Poehler and Fey have a schtick, and it’s a good one. They’ve set several live television shows on fire together over the years. They’re a phenomenal package. It’s only logical that you’d give them a movie platform to do what they do best, but as a star vehicle, Sisters is a jalopy. The story’s barely there (it’s about their characters learning to let go of their childish ways or something), so all the pressure’s on the dynamic duo to be funny all the time and keep things entertaining. There are a handful of solid laughs here and there, but in a movie with literally hundreds of one-liners and slapstick gags being thrown at us in rapid succession, a handful ain’t gonna cut it.

The problem is that there’s no discipline to the storytelling, so the movie plays out like an improv fest where the jokes feel too standalone and random to support the story or the characters. Maura’s a divorced nurse who’s always trying to fix everyone else’s problems and Kate is a mom who needs to grow up herself if she ever expects her teenage daughter (Madison Davenport) to respect her. Clichéd as they are, these characters could have worked, but once the actors start flying off the cuff and doing their typical “crazy girl” thing, the notion of Maura and Kate quickly melts away and we’re left with Amy Poehler and Tina Fey and their run-of-the-mill Saturday Night Live yucks. Things get so scattered and feel so unscripted that it almost feels irrelevant to mention the movie’s director, Jason Moore—this is the Amy and Tina show, through and through.

Speaking of SNL, the only highlight of the film is current cast member Bobby Moynihan, who plays a wannabe life-of-the-party guy who incessantly spouts bad jokes and goes ape-shit when he accidentally snorts a pile of cocaine. Perhaps the movie’s biggest surprise is that Mya Rudolph, who’s almost always excellent and hilarious, is woefully unremarkable in her role as party-pooping mean girl. Rachel Dratch is here too, doing a watered-down, unfunny version of Debbie Downer. I expect more out of all of these people, and the fact that the youngest, least experienced SNL player of the bunch is the only one to register real laughs is frankly unbelievable.
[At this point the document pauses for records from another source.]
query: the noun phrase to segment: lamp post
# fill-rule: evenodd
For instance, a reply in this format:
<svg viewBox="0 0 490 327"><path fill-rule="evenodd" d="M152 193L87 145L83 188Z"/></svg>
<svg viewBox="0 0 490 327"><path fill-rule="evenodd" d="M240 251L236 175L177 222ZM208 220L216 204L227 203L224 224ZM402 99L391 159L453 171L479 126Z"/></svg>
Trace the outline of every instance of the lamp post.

The real bummer here is that we’ve all seen Poehler and Fey be great elsewhere. Hell, even their previous movie team-up, 2008’s Baby Mama, was pretty fun. But Sisters just feels like they jumped in front of a camera without a plan and rehashed that terrible brand of humor where they rely on the shock value of four-letter words and general crudeness instead of crafting real, clever punch lines. I weep for those who forego The Force Awakens for this forgettable failure.